W3C home > Mailing lists > Public > ietf-http-wg@w3.org > April to June 2009

Re: draft-ietf-httpbis-p6-cache-06

From: Adrien de Croy <adrien@qbik.com>
Date: Wed, 27 May 2009 15:55:06 +1200
Message-ID: <4A1CB99A.7090106@qbik.com>
To: Brian Smith <brian@briansmith.org>
CC: 'HTTP Working Group' <ietf-http-wg@w3.org>


Brian Smith wrote:
> Adrien de Croy wrote:
>   
>> This leaves problems if there's no Vary header but content negotiation
>> was used.  It's not possible to reliably heuristically determine if
>> content-negotiation was used without the Vary header.  Vary is only a
>> SHOULD level.  Maybe it should be a MUST level?
>>     
>
> As you noted below, this rule applies:
>
>    Caches MUST use the most recent response (as determined by the Date
>    header) when more than one suitable response is stored.  They can
>    also forward a request with "Cache-Control: max-age=0" or "Cache-
>    Control: no-cache" to disambiguate which response to use.
>
> Using this rule, along with other rules for caches, results in predictable
> behavior, right?
>   
Forcing revalidation doesn't in my mind solve the problem of which (say) 
ETags to put in an If-None-Match header.  I guess you then put them all 
in, but that's then just getting the origin server to re-process the 
negotiation algorithm.  At least it's correct then though.

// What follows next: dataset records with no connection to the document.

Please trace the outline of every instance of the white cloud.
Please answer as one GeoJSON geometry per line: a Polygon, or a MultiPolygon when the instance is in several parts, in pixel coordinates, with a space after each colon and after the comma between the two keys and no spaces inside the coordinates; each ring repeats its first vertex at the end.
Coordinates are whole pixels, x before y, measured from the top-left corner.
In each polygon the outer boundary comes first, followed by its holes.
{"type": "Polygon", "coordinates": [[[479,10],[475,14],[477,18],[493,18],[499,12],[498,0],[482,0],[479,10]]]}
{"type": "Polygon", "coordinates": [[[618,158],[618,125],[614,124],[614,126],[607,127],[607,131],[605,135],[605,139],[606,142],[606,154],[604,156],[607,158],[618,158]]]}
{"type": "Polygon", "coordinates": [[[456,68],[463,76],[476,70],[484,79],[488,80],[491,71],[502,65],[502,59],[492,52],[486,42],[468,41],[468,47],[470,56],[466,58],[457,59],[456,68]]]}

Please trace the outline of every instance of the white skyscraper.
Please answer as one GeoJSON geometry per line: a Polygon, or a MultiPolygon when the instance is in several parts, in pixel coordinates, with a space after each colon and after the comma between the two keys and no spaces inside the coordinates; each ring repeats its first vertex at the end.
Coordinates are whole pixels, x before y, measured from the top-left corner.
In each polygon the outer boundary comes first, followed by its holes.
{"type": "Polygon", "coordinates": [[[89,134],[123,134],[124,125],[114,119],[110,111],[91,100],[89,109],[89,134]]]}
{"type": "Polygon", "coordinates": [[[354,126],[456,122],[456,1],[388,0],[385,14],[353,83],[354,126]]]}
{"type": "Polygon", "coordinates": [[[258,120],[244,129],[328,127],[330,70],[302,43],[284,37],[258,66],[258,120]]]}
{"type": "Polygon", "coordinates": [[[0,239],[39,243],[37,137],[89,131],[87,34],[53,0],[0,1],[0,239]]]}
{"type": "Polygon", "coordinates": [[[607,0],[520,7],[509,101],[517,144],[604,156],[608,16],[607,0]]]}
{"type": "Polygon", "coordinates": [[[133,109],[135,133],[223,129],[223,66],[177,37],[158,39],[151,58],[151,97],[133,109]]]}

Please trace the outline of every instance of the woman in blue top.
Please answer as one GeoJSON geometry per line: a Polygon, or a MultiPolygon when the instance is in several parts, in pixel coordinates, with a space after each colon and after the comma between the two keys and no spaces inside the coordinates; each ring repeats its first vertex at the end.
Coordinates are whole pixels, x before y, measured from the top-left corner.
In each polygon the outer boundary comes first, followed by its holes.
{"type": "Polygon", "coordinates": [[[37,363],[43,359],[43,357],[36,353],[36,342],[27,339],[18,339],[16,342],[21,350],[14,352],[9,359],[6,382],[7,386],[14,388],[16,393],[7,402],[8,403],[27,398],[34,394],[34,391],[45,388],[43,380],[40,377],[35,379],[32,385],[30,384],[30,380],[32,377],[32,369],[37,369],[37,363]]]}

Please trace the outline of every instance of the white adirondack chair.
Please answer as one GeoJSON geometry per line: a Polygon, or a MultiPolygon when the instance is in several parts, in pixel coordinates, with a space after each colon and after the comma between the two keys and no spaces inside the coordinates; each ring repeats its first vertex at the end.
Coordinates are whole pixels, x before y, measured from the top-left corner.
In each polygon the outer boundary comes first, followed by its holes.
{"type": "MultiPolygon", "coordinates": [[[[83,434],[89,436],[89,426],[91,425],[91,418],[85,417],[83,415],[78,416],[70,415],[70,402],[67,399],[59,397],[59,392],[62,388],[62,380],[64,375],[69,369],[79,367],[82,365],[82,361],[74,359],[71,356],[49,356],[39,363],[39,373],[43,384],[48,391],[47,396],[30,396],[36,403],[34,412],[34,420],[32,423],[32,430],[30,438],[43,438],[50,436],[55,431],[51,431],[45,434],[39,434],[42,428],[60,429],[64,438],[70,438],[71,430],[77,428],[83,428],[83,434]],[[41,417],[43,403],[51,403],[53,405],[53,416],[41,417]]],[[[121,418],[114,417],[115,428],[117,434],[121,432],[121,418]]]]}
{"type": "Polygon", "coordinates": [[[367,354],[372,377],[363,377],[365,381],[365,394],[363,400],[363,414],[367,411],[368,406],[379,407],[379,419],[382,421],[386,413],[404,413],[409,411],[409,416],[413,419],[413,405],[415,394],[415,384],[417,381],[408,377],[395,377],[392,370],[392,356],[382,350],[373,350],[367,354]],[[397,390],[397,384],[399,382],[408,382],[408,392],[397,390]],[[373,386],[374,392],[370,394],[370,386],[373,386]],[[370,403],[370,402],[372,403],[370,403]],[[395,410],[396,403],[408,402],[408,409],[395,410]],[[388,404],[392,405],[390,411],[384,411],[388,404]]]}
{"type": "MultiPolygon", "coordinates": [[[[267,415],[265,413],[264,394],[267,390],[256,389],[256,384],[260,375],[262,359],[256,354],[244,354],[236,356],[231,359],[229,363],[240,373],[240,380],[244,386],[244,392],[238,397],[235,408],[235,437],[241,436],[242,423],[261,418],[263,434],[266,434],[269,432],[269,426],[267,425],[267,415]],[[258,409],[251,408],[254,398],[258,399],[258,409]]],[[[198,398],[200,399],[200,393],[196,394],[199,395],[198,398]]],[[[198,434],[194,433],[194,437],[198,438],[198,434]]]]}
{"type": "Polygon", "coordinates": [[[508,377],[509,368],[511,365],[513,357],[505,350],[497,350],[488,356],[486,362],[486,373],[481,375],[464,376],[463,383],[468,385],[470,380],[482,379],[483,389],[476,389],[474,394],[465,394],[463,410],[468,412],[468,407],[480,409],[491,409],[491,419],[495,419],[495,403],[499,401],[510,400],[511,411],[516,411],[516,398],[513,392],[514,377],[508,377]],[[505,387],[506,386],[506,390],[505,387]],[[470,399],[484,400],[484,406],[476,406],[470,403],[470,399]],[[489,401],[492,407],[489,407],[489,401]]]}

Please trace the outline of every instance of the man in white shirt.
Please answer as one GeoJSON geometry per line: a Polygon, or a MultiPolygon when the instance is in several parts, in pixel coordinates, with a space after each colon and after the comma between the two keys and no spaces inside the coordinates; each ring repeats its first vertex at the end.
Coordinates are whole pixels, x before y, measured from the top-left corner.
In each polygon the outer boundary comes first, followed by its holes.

>> It says if there are several stored representations serve the one with
>> the most recent Date header (MUST level), but this may not be the
>> appropriate one if Vary headers aren't available, and you are say
>> selecting based on language.
>>     
>
> The server needs to provide a Vary header in that case.
>   
right, hence my comment maybe Vary should be a MUST.  But I'm sure there 
would be a multitude of problems if that happened.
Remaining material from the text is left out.